To demonstrate the nanospheres could be applied to quantitative analysis, a simple assay was devised to quantify APB. The assay method entailed binding the APB to a fixed quantity of phosphorescent nanospheres, which were then extracted from the solution, re-dispersed, and quantified by time-gated detection (see Experimental for full details). Extraction was carried out magnetically by conjugating the APB-coated phosphorescent nanospheres to streptavidin-functionalised superparamagnetic microbeads, using a magnet to retain the beads (plus attached nanospheres) while the supernatant was removed.³² The upper set of images in Fig. 5a show the accumulation of magnetic beads (plus attached nanospheres) close to the pole of a permanent magnet, with the bulk solution becoming less turbid as it is depleted of scattering nanospheres. (The lower set of images shows the result of carrying out the same procedure in the absence of streptavidin-functionalised microbeads, with the bulk solution remaining uniformly turbid).

Fig. 5 (a) Top: photographic images showing the extraction of biotinylated nanospheres using streptavidin-coated magnetic beads and a neodymium magnet; over 90 s, the solution clarified and material was seen to accumulate on the inside of the vial near the magnet. Bottom: a control test using the same procedure but without the streptavidin-coated magnetic beads showed no signs of separation. (b) The phosphorescent signal obtained from magnetically extracted conjugated nanospheres (black squares) redispersed in PBS, the remaining supernatant (red triangles) and the sum of the two signals (blue triangles), using different concentrations of APB during nanosphere biotinylation.

Conjugation to the microbeads caused no significant changes to the optical properties of the biotinylated nanospheres: the shapes of the excitation and emission spectra remained unchanged (Fig. S3, ESI†), and negligible changes were seen in the measured phosphorescence lifetimes (5.4 μs before versus 5.3 μs after) and PLQEs (33.2 ± 5% before versus 35.8 ± 5% after), further confirming the effectiveness of the PS-co-MA/BPA nanospheres as encapsulants for the dye molecules.
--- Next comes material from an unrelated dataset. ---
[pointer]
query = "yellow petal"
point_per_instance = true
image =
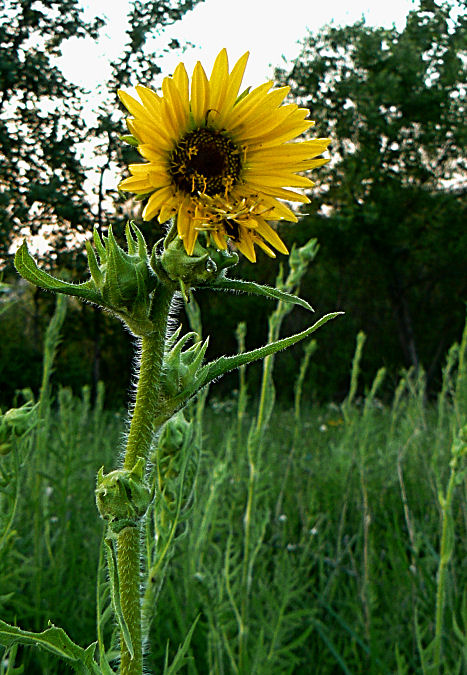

Fig. 5b shows the measured signal I versus APB loading Q (black markers). Empirically, the response follows a sublinear power law (I ∝ Q^0.45), consistent with multiple analytes attaching to a single nanosphere: at low concentrations of APB, each additional APB molecule is expected to attach to a new nanosphere but, as the APB concentration increases, it becomes increasingly likely that additional APB will attach to nanospheres that already host APB molecules, thereby decreasing the assay sensitivity. (This effect could be avoided by using smaller nanospheres to sterically suppress the occurrence of multiple attachments.) Nonetheless the assay is highly sensitive at lower concentrations, with a calculated limit of detection for APB of 0.011 nmol ml⁻¹. (This compares favourably with typical limits of detection for commercial fluorescent label based biotin assays, e.g. 0.040 nmol ml⁻¹ for a kit from Molecular Probes³³).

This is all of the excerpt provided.